UK: Mother and son from Sikh family jailed for "honour" killing

Source: 
The Guardian
A mother and son were today jailed for life at the Old Bailey for their part in an "honour" killing.
Bachan Athwal, 70, was ordered to spend a minimum of 20 years in jail for the murder of her daughter-in-law Surjit Athwal, while her son Sukhdave, 43, will spend a minimum of 27 years behind bars.
The court heard that Surjit disappeared "off the surface of the earth" after going to a family wedding with her mother-in-law in India in December 1998. Her body was never found but Bachan boasted to her family that she had arranged for her brother to strangle her and throw the corpse into a river.

Bachan, a mother of six and grandmother of 16, ordered Surjit's death at a family meeting after discovering that her daughter-in-law, a customs officer at Heathrow airport, had been having an affair and wanted a divorce. It was years before frightened relatives approached police and gave them the evidence they needed to charge Bachan and Sukhdave, Surjit's husband.
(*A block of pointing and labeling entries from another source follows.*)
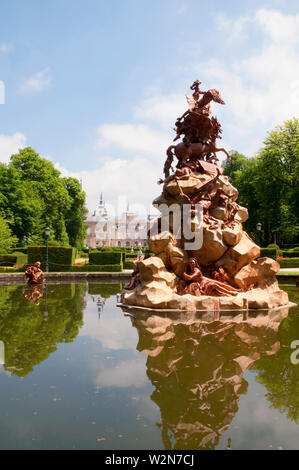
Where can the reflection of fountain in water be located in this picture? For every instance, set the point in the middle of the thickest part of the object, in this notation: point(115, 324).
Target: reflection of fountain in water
point(100, 301)
point(197, 369)
point(33, 293)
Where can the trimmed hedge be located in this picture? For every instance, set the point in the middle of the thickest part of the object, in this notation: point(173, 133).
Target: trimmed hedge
point(289, 254)
point(289, 263)
point(129, 264)
point(131, 256)
point(22, 258)
point(8, 260)
point(61, 258)
point(10, 269)
point(268, 252)
point(103, 258)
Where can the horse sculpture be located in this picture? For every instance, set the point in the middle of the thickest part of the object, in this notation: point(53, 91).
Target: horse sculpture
point(199, 131)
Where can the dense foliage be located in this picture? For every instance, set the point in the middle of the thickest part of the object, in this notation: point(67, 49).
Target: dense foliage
point(33, 196)
point(268, 185)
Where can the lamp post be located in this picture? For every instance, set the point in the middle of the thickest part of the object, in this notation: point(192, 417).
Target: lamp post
point(259, 232)
point(47, 235)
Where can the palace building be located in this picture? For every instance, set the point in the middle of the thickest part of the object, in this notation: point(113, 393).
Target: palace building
point(126, 230)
The pair, both of Willow Tree Lane, Hayes, west London, were found guilty in July of the murder of Surjit, who today would have been 36.

The judge, Giles Forrester, said: "The pair of you decided that the so-called honour of your family members was worth more than the life of this young woman. "You, Bachan, were head of that family. I have no doubt you exercised a controlling influence over other family members."

Surjit's brother, Jagdeesh Singh, praised the efforts of the police but said there had been "failings" in the UK and India, and called for a public inquiry into the killing of his sister and that of Banaz Mahmod, a Kurdish woman murdered by her father and uncle. "The name Surjit means to rewaken and re-enliven," he said. "May your name, my sister, continue to burn brightly for all those silent victims and protect future victims from the same."